I decided to build a few of these, very quick and easy with styrene cement. Some clean-up of individual parts with a small file is all that is needed. And as soon as I surveyed possible uses on the layout for the various sizes and shapes, I decided to build all six tanks. Here they are, completed.
Next I decided what color each tank should be, largely based on where it would be placed, so that it would fit in with its surroundings. As one example, I chose a warm gray for the tank that I decided to install alongside Channel Islands Kelp Products (for a description of that project, see: https://modelingthesp.blogspot.com/2022/07/my-article-in-july-2022-mrh.html ). This is the smaller of the two pedestal tanks in the photo above.

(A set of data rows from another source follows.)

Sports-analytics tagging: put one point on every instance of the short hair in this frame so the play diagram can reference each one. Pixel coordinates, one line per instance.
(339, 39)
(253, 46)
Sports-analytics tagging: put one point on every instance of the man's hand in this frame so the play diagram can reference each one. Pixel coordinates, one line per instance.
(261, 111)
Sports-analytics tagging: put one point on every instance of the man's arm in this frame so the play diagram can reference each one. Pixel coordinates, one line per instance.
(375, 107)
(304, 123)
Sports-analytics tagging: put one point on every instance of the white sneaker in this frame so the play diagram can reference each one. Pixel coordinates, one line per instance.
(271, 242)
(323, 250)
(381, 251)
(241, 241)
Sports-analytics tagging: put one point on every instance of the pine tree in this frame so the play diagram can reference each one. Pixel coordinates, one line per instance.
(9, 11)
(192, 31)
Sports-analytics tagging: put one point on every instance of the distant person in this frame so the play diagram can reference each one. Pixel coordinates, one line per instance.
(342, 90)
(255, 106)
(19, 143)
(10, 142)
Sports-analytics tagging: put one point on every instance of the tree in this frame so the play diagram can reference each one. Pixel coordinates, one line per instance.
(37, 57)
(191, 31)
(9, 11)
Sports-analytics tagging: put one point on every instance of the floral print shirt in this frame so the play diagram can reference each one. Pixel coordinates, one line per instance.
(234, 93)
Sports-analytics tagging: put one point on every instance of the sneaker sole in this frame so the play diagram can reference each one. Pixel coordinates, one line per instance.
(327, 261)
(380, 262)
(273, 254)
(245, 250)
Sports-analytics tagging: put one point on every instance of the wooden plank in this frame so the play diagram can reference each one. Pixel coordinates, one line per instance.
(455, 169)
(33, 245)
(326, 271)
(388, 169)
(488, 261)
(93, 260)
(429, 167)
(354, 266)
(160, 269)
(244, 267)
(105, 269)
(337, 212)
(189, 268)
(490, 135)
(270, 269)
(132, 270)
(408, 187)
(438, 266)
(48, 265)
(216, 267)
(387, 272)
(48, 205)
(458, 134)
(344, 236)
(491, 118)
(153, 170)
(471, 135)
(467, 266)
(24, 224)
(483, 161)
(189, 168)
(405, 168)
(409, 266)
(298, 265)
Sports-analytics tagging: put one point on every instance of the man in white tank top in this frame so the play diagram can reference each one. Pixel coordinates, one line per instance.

Another example is the one mentioned at the top of the present post, a diesel fuel tank for the Southern Pacific fuel area at the Shumala engine terminal. This one I painted aluminum, like a number of relatively modern SP tanks I have seen in photographs. I also rummaged around in my collection of various partly-used decals and found lettering for “diesel fuel” that I could add to the tank, again reflecting an actual SP tank at West Oakland.
Here is the tank, placed alongside the spur track identified as the fuel spot. At left is an SP tank car delivering Bunker C fuel for steam locomotives (stored in the large black tank). The turntable pit is in the foreground, the sand house at right. And at photo center is the oil and lubricant storage building, built of brick as were many such SP buildings. At far right is a car of propane being unloaded at Associated Oil.
One of the attractions of installing this tank (aside from answering the question, “how does the diesel switcher assigned to Shumala get fuel?” is that I can now spot loads of diesel fuel in SP’s distinctive tank car paint scheme for such cars.
Below is shown such a car, SP 58704, on spot. Its placard shows that it has already been unloaded and is empty. (For more about this paint scheme, and availability of decals, see: https://modelingthesp.blogspot.com/2016/08/sp-tank-car-decals-are-back.html ).
With these two storage tanks placed, I needed to decide where the others should go, but I will return to that topic in a future post.